なぜフランクフルトはこんなに強い!? コバチとは違う3バックの活かし方

攻撃陣が好調のフランクフルト photo/Getty Images

今季は攻撃陣大爆発

長谷部誠が3バックの中央に入る戦い方は、今やフランクフルトにとってお馴染みのスタイルだ。昨季までフランクフルトを率いていた現バイエルン指揮官ニコ・コバチが愛用した3バックシステムはアディ・ヒュッター政権に代わった今季も継続されているのだが、昨季までのチームとは特徴が大きく異なっている。

一番の違いは攻撃性だ。得点数を見れば明らかだが、フランクフルトはリーグ戦13試合を消化した段階で30得点を奪っている。これはバイエルンをも上回るブンデスリーガで2番目に多い数字だ。2日のヴォルフスブルク戦は1-2で落としてしまったが、この試合を除けば11月に入ってからのフランクフルトはヨーロッパリーグの戦いも含め全試合で3得点以上を記録する爆発ぶりを見せている。では、なぜフランクフルトは昨季までと同じ3バックなのに攻撃が爆発しているのか。

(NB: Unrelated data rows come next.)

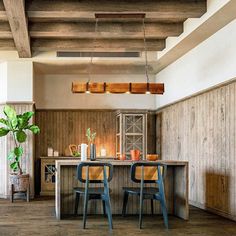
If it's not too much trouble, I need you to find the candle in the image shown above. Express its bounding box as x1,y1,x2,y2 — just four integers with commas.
101,148,107,157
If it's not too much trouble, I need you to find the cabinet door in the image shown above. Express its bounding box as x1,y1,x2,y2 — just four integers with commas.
41,160,56,195
123,114,146,159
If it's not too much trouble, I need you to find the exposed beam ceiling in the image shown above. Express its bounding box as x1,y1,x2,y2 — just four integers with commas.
29,22,183,39
3,0,31,57
0,0,206,57
27,0,206,21
32,39,165,52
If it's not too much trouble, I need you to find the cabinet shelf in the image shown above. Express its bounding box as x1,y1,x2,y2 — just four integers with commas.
116,112,147,159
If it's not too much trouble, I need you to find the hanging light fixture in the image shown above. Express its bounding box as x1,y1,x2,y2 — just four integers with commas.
72,14,164,94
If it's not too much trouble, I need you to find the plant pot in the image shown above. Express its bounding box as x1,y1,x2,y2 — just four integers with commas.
9,173,29,192
130,149,140,161
90,143,96,161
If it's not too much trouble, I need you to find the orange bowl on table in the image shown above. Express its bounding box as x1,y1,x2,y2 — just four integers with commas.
146,154,159,161
119,154,126,161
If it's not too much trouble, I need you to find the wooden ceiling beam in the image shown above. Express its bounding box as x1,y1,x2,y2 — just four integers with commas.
3,0,31,58
32,39,165,52
0,10,8,22
0,22,13,39
27,0,206,21
0,39,16,51
29,22,183,39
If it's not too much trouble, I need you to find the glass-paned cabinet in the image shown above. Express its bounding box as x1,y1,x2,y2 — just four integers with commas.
40,157,56,196
116,111,147,159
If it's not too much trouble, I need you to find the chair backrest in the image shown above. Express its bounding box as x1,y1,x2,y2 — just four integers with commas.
131,162,167,183
77,162,113,183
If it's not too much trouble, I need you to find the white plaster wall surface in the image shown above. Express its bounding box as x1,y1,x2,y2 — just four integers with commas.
0,62,7,103
7,61,33,102
35,75,156,109
156,20,236,108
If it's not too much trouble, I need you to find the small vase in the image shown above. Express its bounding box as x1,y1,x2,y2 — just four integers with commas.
90,143,96,161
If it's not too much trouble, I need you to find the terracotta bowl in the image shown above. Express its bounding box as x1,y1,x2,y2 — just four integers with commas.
147,154,159,161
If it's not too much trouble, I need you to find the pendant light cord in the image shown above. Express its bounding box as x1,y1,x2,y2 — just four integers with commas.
87,18,98,83
143,18,150,84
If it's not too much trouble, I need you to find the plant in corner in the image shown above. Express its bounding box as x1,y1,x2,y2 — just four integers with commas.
86,128,96,161
0,105,40,199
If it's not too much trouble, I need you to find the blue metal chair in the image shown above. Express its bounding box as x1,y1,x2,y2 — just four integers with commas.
74,162,113,229
122,162,168,229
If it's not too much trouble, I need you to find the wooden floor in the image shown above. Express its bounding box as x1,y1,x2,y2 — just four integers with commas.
0,199,236,236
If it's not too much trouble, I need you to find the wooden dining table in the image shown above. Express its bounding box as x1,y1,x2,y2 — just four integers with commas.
55,159,189,220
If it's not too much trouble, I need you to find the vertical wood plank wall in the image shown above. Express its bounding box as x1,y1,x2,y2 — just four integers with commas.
35,110,156,193
157,82,236,220
0,103,34,198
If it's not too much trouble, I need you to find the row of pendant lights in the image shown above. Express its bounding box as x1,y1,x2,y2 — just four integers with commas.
72,82,164,94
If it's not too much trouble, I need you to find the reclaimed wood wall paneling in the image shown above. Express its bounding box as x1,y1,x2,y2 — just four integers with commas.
157,82,236,219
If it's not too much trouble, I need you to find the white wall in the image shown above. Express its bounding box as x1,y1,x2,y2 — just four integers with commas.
156,20,236,108
0,62,7,103
0,61,33,103
7,61,33,102
35,74,156,109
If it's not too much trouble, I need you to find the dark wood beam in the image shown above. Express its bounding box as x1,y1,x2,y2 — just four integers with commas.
29,22,183,39
32,39,165,52
0,22,13,39
27,0,206,21
0,39,16,50
3,0,31,57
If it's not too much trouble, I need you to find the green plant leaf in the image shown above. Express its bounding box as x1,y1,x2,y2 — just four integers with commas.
28,125,40,134
0,127,10,137
10,161,18,171
22,111,34,121
3,105,17,129
14,147,23,157
7,151,15,161
16,130,27,143
0,118,8,126
17,115,29,129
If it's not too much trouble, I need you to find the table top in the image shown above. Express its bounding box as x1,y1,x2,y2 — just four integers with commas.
56,158,188,166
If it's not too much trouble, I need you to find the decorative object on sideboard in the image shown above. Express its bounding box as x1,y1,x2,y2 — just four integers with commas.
86,128,96,161
130,149,141,161
0,105,40,202
64,144,80,157
48,147,53,157
100,148,107,157
119,154,126,161
72,13,164,94
79,143,88,161
146,154,159,161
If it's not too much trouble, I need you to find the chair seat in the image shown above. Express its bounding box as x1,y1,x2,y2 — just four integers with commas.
123,187,159,195
74,187,111,195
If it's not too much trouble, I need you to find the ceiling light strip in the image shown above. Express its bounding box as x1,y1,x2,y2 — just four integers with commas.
72,82,164,94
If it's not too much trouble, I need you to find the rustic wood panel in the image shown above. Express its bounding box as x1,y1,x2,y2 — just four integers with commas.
157,81,236,219
35,110,116,193
3,0,31,57
35,110,156,194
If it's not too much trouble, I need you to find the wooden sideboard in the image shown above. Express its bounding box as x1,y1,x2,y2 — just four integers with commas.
55,160,189,220
40,156,78,196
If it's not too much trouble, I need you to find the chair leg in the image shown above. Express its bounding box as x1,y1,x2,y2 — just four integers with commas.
139,196,143,229
122,191,129,217
10,184,14,202
26,186,30,202
105,198,113,230
74,193,80,215
151,199,154,215
83,194,89,229
102,200,106,217
161,198,169,229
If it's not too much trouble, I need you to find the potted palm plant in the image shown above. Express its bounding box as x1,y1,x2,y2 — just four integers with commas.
0,105,40,197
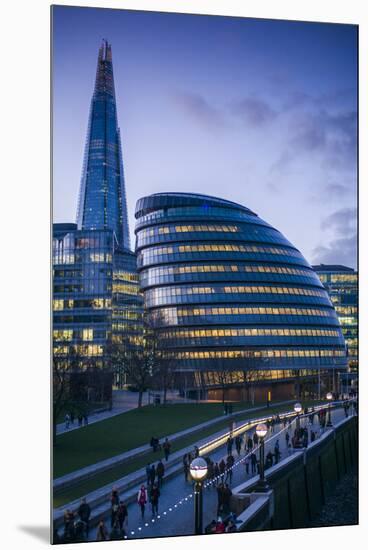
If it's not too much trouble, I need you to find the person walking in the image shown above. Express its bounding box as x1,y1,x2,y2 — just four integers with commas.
137,484,147,519
116,500,128,533
149,464,156,485
146,464,151,487
156,460,165,487
96,519,109,542
250,453,257,474
78,498,91,538
219,458,226,483
235,435,242,456
162,438,171,462
150,483,160,516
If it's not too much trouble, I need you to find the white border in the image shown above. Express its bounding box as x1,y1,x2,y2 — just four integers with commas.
0,0,368,550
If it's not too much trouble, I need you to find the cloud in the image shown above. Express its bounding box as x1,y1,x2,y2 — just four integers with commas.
321,208,357,235
231,97,277,127
173,92,225,130
312,233,357,267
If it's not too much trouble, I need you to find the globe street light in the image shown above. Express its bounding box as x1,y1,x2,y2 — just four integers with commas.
189,456,208,535
256,424,269,493
294,403,303,432
326,391,333,428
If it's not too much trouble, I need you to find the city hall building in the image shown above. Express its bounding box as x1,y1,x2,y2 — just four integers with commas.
135,193,347,399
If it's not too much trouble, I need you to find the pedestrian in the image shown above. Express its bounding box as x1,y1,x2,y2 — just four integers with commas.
235,435,242,456
156,459,165,487
162,438,171,462
78,498,91,538
137,484,147,519
217,482,224,516
116,500,128,533
150,483,160,516
110,487,120,527
245,455,250,476
183,454,189,481
213,462,220,487
150,464,156,485
96,519,109,541
219,458,226,483
222,483,232,514
146,463,151,487
250,453,257,474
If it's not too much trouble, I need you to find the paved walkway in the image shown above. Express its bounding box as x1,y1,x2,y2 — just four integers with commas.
83,409,345,540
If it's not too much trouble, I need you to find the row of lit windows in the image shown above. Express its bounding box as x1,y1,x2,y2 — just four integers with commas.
162,349,346,359
160,328,340,339
168,307,335,317
53,298,111,311
146,286,326,300
54,344,103,357
142,243,300,257
138,225,240,239
112,283,139,296
113,271,138,283
53,328,93,342
142,264,314,277
318,273,358,283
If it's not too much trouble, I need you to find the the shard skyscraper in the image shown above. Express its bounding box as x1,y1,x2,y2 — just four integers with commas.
77,40,130,249
53,40,142,401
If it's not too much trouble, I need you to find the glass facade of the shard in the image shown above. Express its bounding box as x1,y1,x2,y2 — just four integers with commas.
77,41,130,248
53,41,142,393
135,193,346,398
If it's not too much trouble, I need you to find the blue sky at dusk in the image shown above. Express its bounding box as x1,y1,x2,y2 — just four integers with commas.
53,6,357,267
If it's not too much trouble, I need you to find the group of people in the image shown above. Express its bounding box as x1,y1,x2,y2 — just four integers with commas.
64,411,88,430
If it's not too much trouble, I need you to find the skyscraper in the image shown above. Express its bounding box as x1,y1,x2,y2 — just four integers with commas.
53,40,142,400
77,40,130,249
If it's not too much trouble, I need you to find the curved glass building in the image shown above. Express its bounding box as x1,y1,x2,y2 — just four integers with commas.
135,193,346,399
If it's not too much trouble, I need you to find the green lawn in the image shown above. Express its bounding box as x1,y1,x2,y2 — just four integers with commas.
54,402,322,508
54,403,256,478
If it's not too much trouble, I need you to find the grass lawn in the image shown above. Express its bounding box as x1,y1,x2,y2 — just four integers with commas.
54,402,316,508
54,403,251,478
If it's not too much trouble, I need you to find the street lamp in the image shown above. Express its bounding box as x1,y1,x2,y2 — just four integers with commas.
326,391,333,428
189,456,208,535
256,424,269,493
294,403,303,432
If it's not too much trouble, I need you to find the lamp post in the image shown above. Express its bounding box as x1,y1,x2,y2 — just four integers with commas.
294,402,303,432
256,424,269,493
326,391,333,428
189,456,208,535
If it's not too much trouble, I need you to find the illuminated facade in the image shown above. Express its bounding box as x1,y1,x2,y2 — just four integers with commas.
53,41,143,394
135,193,346,398
313,264,358,372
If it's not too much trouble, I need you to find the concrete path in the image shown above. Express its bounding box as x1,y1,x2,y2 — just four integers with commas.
60,409,354,540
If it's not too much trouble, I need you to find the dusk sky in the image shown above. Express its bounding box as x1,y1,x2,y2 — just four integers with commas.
53,6,357,267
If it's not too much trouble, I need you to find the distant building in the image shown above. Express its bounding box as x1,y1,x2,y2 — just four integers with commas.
313,264,358,378
53,41,142,400
135,193,346,399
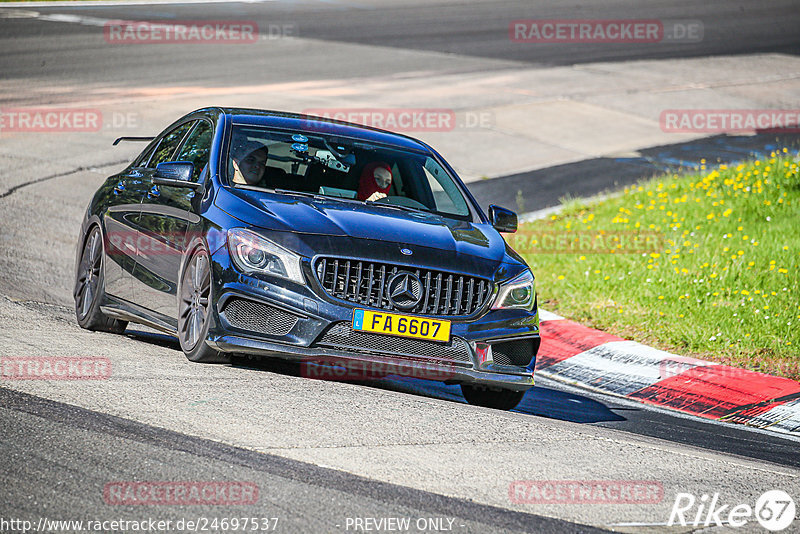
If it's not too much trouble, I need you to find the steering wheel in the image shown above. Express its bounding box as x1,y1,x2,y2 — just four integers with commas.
375,196,430,211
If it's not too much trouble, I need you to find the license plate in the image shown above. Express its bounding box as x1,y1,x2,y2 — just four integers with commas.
353,309,450,343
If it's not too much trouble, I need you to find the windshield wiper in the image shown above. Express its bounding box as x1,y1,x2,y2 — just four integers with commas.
273,189,361,204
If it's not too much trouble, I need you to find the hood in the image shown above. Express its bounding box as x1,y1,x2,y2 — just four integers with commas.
220,189,508,278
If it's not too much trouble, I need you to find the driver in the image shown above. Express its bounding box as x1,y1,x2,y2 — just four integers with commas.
356,161,392,202
231,141,269,186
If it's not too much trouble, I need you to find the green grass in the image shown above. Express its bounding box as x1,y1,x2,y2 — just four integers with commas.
509,149,800,379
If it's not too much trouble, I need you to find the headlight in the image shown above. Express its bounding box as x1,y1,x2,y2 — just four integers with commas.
228,228,304,284
492,270,536,310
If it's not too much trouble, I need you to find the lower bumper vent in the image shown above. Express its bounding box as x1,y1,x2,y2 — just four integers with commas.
222,297,297,336
315,323,472,367
492,339,538,367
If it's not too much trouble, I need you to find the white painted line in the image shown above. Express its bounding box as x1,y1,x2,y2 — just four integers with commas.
539,308,563,322
546,341,715,396
747,399,800,434
0,0,276,9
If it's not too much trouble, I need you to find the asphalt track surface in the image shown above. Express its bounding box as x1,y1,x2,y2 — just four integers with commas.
0,1,800,532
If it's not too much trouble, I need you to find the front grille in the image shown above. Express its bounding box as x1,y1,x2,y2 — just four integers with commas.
315,323,472,365
222,297,297,336
315,258,493,317
492,338,535,367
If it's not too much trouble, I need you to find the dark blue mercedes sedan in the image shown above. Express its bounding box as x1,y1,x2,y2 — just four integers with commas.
74,108,539,409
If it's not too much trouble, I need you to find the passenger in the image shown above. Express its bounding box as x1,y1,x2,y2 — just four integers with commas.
356,161,392,202
231,141,269,187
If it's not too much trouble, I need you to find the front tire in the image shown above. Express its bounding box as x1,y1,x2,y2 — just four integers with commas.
461,384,525,410
178,245,230,363
73,226,128,334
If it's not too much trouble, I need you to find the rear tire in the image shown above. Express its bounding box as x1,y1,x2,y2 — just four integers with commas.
461,384,525,410
178,245,231,363
72,226,128,334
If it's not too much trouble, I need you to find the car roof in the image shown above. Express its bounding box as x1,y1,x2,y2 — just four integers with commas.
220,108,430,152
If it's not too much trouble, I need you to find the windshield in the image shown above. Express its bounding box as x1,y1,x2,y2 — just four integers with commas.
227,125,472,221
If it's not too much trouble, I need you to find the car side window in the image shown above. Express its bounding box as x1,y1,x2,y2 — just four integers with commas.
147,121,195,169
133,142,158,167
175,120,214,182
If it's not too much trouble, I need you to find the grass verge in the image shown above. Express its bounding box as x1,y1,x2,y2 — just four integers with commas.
507,149,800,380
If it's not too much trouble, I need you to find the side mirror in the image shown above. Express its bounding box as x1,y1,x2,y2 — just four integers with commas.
153,161,201,189
489,205,517,234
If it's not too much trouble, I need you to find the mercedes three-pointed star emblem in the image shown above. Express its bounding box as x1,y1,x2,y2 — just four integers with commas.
386,271,422,310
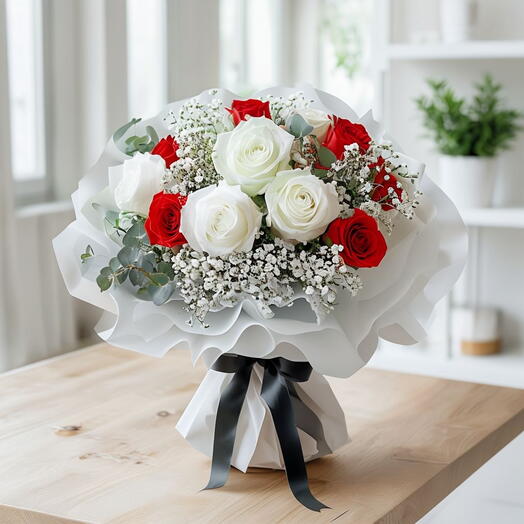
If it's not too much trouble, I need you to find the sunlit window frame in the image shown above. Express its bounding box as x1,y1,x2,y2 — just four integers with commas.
6,0,51,205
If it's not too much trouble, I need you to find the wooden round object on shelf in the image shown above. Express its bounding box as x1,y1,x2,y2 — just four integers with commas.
460,339,501,356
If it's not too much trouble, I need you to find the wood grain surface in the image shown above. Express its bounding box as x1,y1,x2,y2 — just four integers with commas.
0,344,524,524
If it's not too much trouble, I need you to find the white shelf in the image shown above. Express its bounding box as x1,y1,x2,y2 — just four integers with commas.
387,40,524,60
460,207,524,228
369,347,524,389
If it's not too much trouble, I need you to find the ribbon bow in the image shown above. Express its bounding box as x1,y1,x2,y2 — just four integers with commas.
204,354,331,511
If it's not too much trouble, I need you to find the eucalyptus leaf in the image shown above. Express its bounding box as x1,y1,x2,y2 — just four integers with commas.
311,167,329,179
137,252,156,273
80,244,95,264
149,273,169,286
151,285,173,306
96,274,112,291
129,269,146,286
136,287,151,300
116,269,129,284
109,257,122,272
117,246,139,266
100,266,113,277
122,233,140,247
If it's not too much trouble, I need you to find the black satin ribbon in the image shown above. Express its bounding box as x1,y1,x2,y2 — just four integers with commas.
204,354,331,511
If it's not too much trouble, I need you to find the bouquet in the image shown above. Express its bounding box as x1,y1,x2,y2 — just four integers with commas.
54,88,465,510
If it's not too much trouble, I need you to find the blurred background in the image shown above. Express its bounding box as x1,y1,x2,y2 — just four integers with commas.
0,0,524,522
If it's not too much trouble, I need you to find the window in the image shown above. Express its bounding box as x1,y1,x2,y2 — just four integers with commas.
127,0,167,118
6,0,46,186
220,0,282,96
220,0,373,114
319,0,373,115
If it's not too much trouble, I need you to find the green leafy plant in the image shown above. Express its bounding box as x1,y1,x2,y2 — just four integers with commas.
415,75,522,157
90,220,176,305
113,118,159,156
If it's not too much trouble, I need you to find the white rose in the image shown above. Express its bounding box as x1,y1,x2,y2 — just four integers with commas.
180,182,262,257
213,117,294,196
266,168,340,242
296,107,333,143
114,153,166,216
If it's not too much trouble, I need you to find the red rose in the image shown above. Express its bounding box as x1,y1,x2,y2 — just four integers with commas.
145,193,187,247
226,98,271,126
371,169,402,211
322,116,371,160
325,209,387,267
151,135,178,167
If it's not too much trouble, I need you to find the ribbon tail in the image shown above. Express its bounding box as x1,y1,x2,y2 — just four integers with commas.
261,366,329,511
204,365,253,489
287,380,333,457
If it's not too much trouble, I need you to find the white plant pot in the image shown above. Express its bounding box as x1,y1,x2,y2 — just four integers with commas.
439,155,496,209
451,307,501,356
440,0,477,44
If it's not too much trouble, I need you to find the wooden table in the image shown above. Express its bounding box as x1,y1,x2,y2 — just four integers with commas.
0,344,524,524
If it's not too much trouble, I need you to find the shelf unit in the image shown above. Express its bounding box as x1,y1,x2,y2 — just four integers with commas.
369,343,524,389
370,0,524,388
461,207,524,228
387,40,524,60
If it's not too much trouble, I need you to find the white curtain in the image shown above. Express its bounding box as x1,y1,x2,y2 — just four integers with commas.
0,0,23,369
0,0,78,371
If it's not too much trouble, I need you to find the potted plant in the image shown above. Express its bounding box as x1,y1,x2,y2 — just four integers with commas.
416,75,521,208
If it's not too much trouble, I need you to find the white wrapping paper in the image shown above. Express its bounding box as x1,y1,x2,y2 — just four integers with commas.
54,87,467,470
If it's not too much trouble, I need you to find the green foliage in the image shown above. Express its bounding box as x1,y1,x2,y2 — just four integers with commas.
80,244,95,264
113,118,159,156
318,146,337,168
415,75,522,157
92,220,175,305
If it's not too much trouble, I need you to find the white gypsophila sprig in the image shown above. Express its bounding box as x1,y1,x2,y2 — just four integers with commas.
261,91,314,126
164,90,233,195
326,142,420,231
172,238,361,323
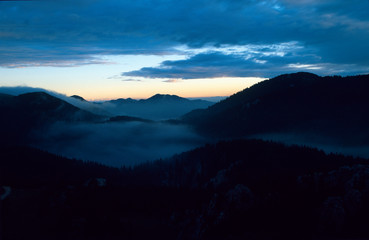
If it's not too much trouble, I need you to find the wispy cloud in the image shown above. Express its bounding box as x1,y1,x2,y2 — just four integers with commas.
0,0,369,76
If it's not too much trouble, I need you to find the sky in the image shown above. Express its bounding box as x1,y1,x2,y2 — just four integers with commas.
0,0,369,100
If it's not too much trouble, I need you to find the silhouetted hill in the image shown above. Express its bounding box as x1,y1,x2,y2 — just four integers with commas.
99,94,213,120
0,140,369,240
70,95,86,102
183,73,369,143
0,92,102,143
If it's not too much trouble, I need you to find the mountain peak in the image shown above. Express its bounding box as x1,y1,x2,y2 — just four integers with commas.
70,95,86,102
146,94,188,101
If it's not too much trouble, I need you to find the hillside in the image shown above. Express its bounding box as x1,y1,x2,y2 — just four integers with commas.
99,94,213,120
182,73,369,144
0,92,103,143
0,140,369,240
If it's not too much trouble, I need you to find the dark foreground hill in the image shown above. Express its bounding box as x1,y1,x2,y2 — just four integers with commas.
0,92,103,143
183,73,369,144
0,140,369,239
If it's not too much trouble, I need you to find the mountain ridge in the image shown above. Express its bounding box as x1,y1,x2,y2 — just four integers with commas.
182,72,369,141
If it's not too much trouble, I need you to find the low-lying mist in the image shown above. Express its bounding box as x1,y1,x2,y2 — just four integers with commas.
29,122,207,167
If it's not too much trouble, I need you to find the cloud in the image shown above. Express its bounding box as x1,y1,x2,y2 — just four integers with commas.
122,47,369,79
0,0,369,75
163,79,182,83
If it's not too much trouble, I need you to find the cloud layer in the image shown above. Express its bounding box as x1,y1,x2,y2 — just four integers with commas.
0,0,369,79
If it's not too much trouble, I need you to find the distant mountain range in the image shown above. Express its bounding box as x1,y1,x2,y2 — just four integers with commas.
182,72,369,144
0,92,104,143
99,94,214,120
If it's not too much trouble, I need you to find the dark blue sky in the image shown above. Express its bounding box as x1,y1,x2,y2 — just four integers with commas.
0,0,369,98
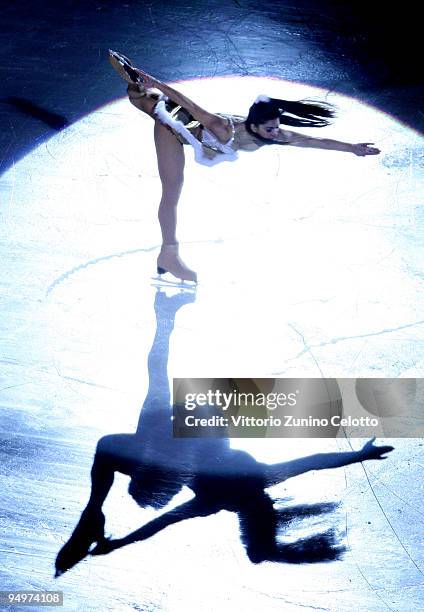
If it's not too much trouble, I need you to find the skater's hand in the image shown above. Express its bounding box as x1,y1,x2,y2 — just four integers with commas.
359,438,393,460
352,142,380,157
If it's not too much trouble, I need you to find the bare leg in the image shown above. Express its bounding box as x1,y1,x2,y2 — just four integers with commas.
155,121,185,244
155,120,197,282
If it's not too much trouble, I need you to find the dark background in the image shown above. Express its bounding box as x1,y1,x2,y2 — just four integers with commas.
0,0,424,171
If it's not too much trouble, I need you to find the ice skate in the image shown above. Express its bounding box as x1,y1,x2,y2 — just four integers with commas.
157,243,197,283
109,49,144,85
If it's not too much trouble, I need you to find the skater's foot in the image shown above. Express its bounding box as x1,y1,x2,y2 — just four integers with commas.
157,243,197,283
55,510,105,578
109,49,143,85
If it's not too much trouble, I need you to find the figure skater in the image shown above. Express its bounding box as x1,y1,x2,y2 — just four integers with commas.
109,51,380,282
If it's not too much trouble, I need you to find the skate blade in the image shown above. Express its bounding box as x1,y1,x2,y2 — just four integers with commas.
151,275,198,292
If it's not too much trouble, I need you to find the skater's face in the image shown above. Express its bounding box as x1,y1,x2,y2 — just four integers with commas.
251,119,280,140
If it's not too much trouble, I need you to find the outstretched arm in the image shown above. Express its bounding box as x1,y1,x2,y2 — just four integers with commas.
265,438,393,487
135,68,232,143
277,129,380,157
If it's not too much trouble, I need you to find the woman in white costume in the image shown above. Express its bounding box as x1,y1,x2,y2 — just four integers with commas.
109,51,380,282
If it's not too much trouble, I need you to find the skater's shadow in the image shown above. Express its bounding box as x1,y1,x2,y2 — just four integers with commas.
56,291,390,576
0,96,69,131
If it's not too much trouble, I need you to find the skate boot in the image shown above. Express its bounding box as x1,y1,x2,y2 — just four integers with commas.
157,242,197,283
109,49,143,85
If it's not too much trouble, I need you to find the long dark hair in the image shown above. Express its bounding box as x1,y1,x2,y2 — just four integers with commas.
246,96,335,142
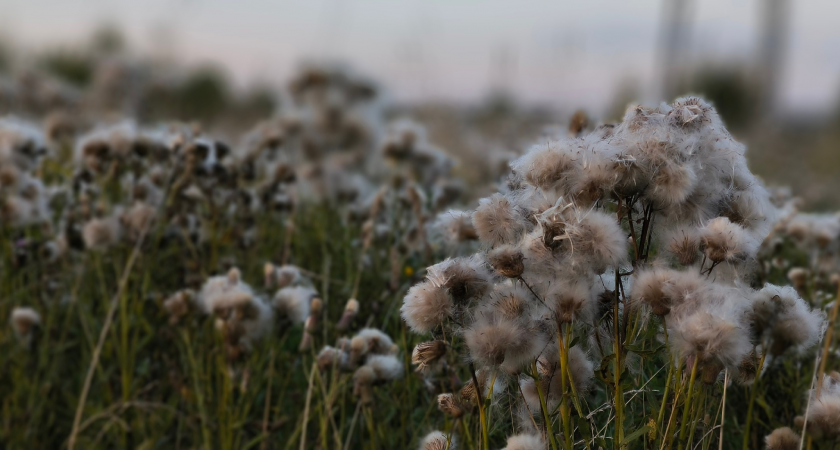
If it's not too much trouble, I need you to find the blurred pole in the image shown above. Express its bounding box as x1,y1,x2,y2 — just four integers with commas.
756,0,790,117
658,0,692,100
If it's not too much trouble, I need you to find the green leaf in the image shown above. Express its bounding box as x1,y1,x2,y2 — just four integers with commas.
624,344,665,356
621,425,650,445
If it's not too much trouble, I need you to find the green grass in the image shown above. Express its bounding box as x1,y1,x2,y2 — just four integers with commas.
0,205,838,449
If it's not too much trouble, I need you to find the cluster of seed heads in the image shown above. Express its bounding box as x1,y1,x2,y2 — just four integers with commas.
401,97,840,448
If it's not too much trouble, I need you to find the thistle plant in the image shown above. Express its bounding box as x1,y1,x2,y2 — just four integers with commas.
401,97,825,449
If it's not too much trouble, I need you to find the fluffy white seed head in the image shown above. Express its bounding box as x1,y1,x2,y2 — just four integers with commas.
503,434,545,450
400,281,452,334
272,286,318,323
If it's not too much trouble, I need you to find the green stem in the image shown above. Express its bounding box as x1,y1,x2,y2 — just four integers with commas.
557,323,572,450
742,349,767,450
677,357,700,449
470,363,490,450
531,361,557,450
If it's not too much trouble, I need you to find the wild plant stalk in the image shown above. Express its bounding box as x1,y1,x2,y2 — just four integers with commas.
531,360,558,450
742,347,767,450
470,363,490,450
67,226,149,450
677,359,699,450
557,322,573,450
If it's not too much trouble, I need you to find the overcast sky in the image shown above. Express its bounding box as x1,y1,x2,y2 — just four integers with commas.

ポイントは、前線3トップの動きだ。相手に押し込まれた際に両ウイングバックが下がって5バックに変化するパターンはこれまで通りだが、ヒュッターのチームは守備時にアンテ・レビッチ、ルカ・ヨビッチ、セバスティアン・ハラーの3トップがあまり戻ってこない。前線からプレスはかけるものの、自陣深くまで戻るケースが少ないのだ。彼ら3人は前線に待機し、味方がボールを奪った際のカウンターアタックに備えている。得点を量産できているのは3人の個の能力が高いことも関係しているが、ヒュッターが彼らの守備負担を軽減するやり方を機能させているのが大きい。
そしてこのシステムを使用するうえで欠かせないのが、ダブルボランチの働きだ。前線に3人が残るケースが目立つ今のフランクフルトは、守備時に[5-2-3]の形になることも多い。その時1番負担がかかるのはボランチの「2」の部分で、ピッチを広範囲にカバーする能力が求められる。ヒュッターはここにオランダ人MFジョナサン・デ・グズマン、長谷部と同じくロシアワールドカップを最後に代表引退を表明した元スイス代表MFジェルソン・フェルナンデスを入れているが、この2人がとにかくよく走る。

例えば3‐0で勝利した11月11日のシャルケ戦では、デ・グズマンがチーム最長となる11.42km、相棒フェルナンデスが2番目となる11.28kmの走行距離を記録。さらに3-1でアウグスブルクを撃破した11月23日のゲームでは、デ・グズマンが11.94kmでチーム2位、フェルナンデスが12.93kmでチーム1位の数字を残している。彼らが中央からサイドまで休みなく走り続け、ボールを回収することがフランクフルトの超強力なショートカウンターへと繋がっている。最終ラインはニコ・コバチ体制時と同じ3バックだが、勝利を目指す方法は大きく異なる。ヒュッターはフランクフルトを超攻撃的な集団へと変化させたのだ。

そんなカウンターアタックが威力を発揮する一方で、遅攻のクオリティはあまり高くない。相手がブロックを組んでいる場合は190㎝の大型FWハラー目がけて縦パスを放り込むシンプルな攻めを選択する機会が多いが、後方から質の高いパスが入るケースは少ない。ビルドアップでミスが出ることもあり、フランクフルトの1試合平均パス成功率は72.9%と現在ブンデスリーガ最下位となっている。ポゼッション率でも相手を下回る機会が多く、ボールを支配したところからチャンスメイクしていくチームではないことが分かってくる。どこでボールを奪い、シンプルに前線3トップを活かしていくのか。ここがフランクフルトの注目すべきポイントなのだ。

レビッチ、ヨビッチ、ハラーの3人に頼っている部分も多いため、この勢いがどこまで続くかは分からない。しかし、フランクフルトがリーグ首位を走るドルトムントにも劣らぬ攻撃力を備えているのは間違いない。昨季はリーグ戦でのチーム総得点が45点だったため、13節終了時点で30得点は驚くほどのハイペースだ。長谷部の3バックでただ守りを固めるだけでなく、リーグトップクラスの速攻で相手をねじ伏せる力まで手に入れたフランクフルトは非常に興味深いチームに仕上がっている。昨季は強いと言われながらも攻撃力が物足りず8位で終わってしまったが、今季こそはチャンピオンズリーグ出場権確保を狙えるだろう。